扉を開けると、そこには最新ゲームハードとソフトを山のように積み上げた台車があった。傍らには無表情の式島さんが立っている。式島さんは恋ヶ奥さんよりも冷たい容貌をしていて、式島さんは極力僕たちに関わらないようにしていることがわかる。
恋ヶ奥さんによれば、式島さんは能力を持っていないということらしいけれど、むしろ異能の力を持っているひとのほうが、こういうそっけない態度を取ることが多い。楓さんが何の能力も持っていないひとを側につけているとも思えないし。
ただ、今のところ僕には判別がつけられなかった。大量の荷物を運び込む式島さんを手伝おうとすると、式島さんは「お任せください」とだけ言って、部屋の中に段ボールやクリアケースをどんどん運んでゆく。一礼だけして出て行ってしまうので、危うくお願いすることを忘れそうになった。
「七倉さんにこの手紙を渡してくれませんか。七倉さんが起きてからで構わないので」
「承知しました」
小さく頭を下げて、肩に垂れた髪がわずかに揺れた。
ところで、七倉さんへの手紙にはこう書いてた。
『七倉さんへ。昼から雨になるそうなので、僕は自分の部屋にいます。午後に七倉さんと話したいことがあるので、僕の部屋に来てくれませんか。ただ、僕はヘッドホンを付けてゲームをしていると思うので、七倉さんが尋ねてきても気がつかないかもしれません。だから、もし返事が無かったら勝手に入ってきて構いません』
***
昼前から激しい雨になった。
それはヘッドホンを装着した僕の耳にも届くくらいに激しい雨脚だった。時計を見ると11時半。予想していたよりも早いような気はするけれど、僕がテレビ画面に集中しているうちに急に天気が崩れたみたいだった。そうなると、僕はもう少し注意深く天気の様子を観察しておけば良かったと後悔した。もっとも、ずっと空を見上げていたところで分かることなんて殆どないだろうけれど。
それから12時前になって、七倉さんが僕の部屋の扉をノックした。僕のことを読んだことも気がついた。けれども、僕は七倉さんが扉を開けるまで返事をしなかった。
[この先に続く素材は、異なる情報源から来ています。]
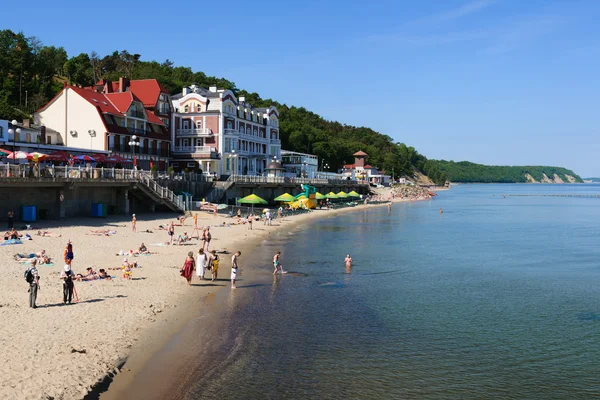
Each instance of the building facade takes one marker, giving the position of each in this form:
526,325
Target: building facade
86,118
220,134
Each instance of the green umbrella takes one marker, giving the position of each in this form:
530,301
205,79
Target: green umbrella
252,199
286,197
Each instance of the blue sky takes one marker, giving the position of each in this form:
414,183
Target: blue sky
491,81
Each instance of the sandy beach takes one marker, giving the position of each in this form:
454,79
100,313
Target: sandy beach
61,351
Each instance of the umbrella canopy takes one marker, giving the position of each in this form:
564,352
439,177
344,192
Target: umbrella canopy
252,199
84,158
59,156
286,197
35,156
18,155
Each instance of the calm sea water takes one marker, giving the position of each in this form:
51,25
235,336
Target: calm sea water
495,298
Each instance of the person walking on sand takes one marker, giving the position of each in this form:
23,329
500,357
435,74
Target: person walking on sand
68,253
188,268
215,265
33,278
11,219
201,263
276,263
207,238
171,232
234,267
67,277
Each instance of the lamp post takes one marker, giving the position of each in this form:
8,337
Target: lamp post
133,143
16,131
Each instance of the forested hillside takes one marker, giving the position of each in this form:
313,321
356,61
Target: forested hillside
465,171
32,73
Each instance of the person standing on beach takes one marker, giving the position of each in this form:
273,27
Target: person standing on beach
234,268
68,254
215,264
201,263
67,278
188,268
11,219
33,278
171,231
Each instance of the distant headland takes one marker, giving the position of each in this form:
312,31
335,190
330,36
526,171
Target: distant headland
468,172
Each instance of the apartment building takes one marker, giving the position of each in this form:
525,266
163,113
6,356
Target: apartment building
219,133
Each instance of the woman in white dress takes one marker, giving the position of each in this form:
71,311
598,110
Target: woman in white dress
201,264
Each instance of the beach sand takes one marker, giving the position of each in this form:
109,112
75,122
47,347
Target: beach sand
61,351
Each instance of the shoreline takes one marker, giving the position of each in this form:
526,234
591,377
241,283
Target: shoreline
94,340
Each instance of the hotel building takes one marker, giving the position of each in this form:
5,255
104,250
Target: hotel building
220,134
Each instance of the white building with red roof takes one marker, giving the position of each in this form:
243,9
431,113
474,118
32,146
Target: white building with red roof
107,122
361,170
219,133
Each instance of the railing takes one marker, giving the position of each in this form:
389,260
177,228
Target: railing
202,150
194,132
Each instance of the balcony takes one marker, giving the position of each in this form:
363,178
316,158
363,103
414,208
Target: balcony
201,132
197,151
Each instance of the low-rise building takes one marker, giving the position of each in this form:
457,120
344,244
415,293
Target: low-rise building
107,122
218,133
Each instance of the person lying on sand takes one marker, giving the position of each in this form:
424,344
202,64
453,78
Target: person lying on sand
183,238
101,232
48,234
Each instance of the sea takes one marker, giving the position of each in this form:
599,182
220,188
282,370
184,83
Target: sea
498,297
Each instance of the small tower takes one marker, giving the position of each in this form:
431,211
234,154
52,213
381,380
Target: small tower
360,158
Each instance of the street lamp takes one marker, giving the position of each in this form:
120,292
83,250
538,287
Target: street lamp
133,143
13,132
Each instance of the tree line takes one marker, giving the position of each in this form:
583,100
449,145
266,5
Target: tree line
32,73
465,171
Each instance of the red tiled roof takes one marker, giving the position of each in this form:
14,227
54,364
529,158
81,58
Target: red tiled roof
147,90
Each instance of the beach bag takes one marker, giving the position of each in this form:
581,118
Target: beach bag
28,275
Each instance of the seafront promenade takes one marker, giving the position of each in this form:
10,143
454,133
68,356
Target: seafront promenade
97,333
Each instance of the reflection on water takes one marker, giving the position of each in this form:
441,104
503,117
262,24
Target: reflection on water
496,298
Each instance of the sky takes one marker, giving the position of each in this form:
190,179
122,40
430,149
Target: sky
500,82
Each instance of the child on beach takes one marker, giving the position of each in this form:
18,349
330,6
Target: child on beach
234,268
215,264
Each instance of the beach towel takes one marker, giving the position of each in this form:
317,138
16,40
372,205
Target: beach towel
11,242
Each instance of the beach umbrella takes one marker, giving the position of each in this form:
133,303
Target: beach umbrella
58,156
252,199
286,197
84,157
18,155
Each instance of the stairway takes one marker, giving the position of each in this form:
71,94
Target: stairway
160,194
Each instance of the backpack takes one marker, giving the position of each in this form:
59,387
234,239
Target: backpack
28,275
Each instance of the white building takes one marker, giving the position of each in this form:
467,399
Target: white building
299,164
216,132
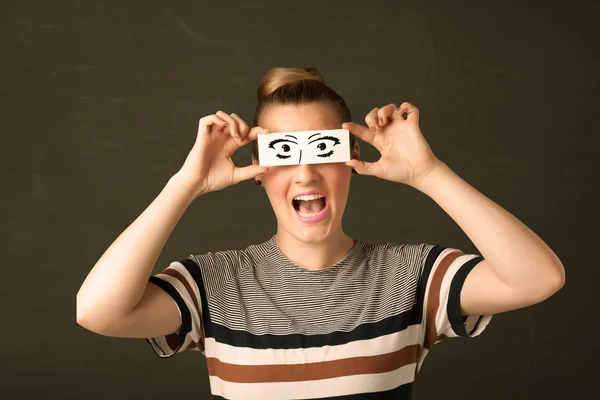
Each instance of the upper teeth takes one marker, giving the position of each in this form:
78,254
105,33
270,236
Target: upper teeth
309,197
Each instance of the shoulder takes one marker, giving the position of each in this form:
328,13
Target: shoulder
233,258
412,256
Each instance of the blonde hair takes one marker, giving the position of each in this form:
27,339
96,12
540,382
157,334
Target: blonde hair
280,86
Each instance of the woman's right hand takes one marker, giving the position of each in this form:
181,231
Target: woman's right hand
209,167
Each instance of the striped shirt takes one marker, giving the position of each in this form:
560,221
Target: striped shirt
361,328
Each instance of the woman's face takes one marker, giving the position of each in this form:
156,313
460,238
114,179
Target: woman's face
284,183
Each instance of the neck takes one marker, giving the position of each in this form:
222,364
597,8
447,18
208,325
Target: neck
316,254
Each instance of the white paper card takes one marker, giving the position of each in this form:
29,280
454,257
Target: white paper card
303,147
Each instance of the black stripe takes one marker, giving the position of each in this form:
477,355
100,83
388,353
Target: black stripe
457,321
366,331
196,274
186,318
418,308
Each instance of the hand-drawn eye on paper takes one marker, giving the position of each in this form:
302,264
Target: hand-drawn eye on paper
324,146
304,147
284,147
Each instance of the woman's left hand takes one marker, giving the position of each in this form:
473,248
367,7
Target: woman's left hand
405,155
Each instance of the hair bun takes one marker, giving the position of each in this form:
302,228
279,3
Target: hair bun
274,78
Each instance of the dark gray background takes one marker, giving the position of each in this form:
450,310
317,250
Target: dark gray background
100,104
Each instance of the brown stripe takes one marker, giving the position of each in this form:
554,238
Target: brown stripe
433,298
312,371
177,275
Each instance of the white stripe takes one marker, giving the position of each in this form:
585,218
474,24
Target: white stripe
346,385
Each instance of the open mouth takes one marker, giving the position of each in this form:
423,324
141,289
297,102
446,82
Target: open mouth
310,206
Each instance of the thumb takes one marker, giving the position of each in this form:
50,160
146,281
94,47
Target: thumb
361,167
249,172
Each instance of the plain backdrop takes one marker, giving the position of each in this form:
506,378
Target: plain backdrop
99,107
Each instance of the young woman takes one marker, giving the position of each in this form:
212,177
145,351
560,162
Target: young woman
312,312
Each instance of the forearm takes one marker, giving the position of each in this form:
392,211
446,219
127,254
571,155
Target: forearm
518,256
117,282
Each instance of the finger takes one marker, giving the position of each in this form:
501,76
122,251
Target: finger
412,112
384,113
371,119
253,134
232,145
231,123
359,130
242,124
243,173
206,124
363,168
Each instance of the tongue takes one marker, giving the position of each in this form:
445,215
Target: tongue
311,206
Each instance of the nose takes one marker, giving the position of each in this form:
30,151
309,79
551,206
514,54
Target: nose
305,174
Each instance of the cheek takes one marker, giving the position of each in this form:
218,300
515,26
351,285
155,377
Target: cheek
276,189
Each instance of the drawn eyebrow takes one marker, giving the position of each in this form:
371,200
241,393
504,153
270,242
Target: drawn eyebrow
336,140
272,143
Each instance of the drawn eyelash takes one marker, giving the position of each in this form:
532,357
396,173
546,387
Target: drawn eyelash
326,154
336,140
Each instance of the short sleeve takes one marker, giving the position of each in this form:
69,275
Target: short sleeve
182,281
440,276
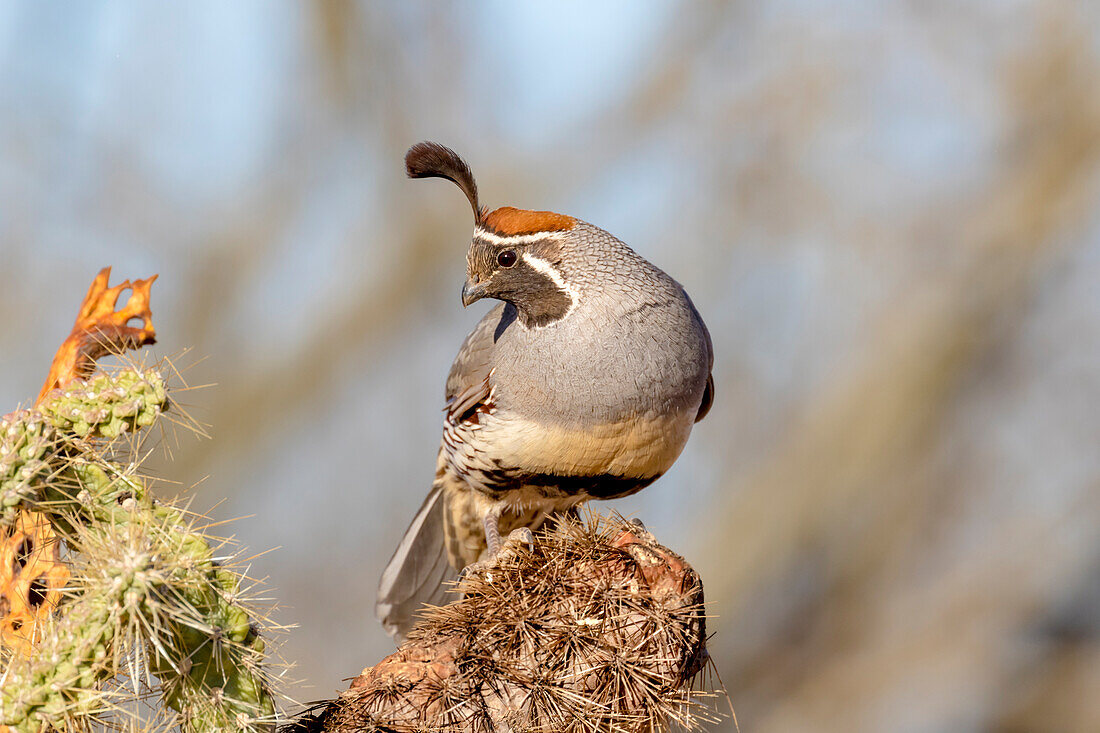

やがて、その扉は、鍵の外れる音を立ててわずかに開いた。
「司くん、いらっしゃいますか……?」
「七倉さん」
七倉さんの顔が見える頃になって、僕はようやく立ち上がって、扉に近づいた。
「すみません、お呼びしたのですが」
「ううん、いいんだ」
僕は急いで七倉さんに駆け寄った。たぶん、驚かせたんだろう。
七倉さんはたじろいだ。
「ど、どうしましたかっ?」
「七倉さんの偽物がいる」
僕は扉を開けて、廊下に誰もいないことを確認した。この七倉さんを疑っているわけではないけれど、この七倉さんの他に誰もいなければ、この部屋の鍵を開けたのは確実にこの七倉さんということになる。
「だから部屋の鍵を掛けておいたんだ。この鍵は、七倉さんか楓さんしか開けることができなくて、姿を真似るだけの能力なら鍵を開けられないはずだよ。姿も能力も真似ることができる能力者の可能性も考えたけれど、いないよね」
「はい。そんな使い手がいらっしゃれば素晴らしいとは思いますけれど、いないと思います」
もしそんな能力者がいたら、きっと楓さんや七倉さんがここまで尊敬を集めることはないと思う。もちろん、楓さんや七倉さんは名門・七倉家の出で、能力者としての経験もあるから尊敬されているけれど、どんなことでもできるわけじゃない。ただ、ほんの一部であっても、僕みたいなフツーの人間ができないことをやってのけてしまうんだけど。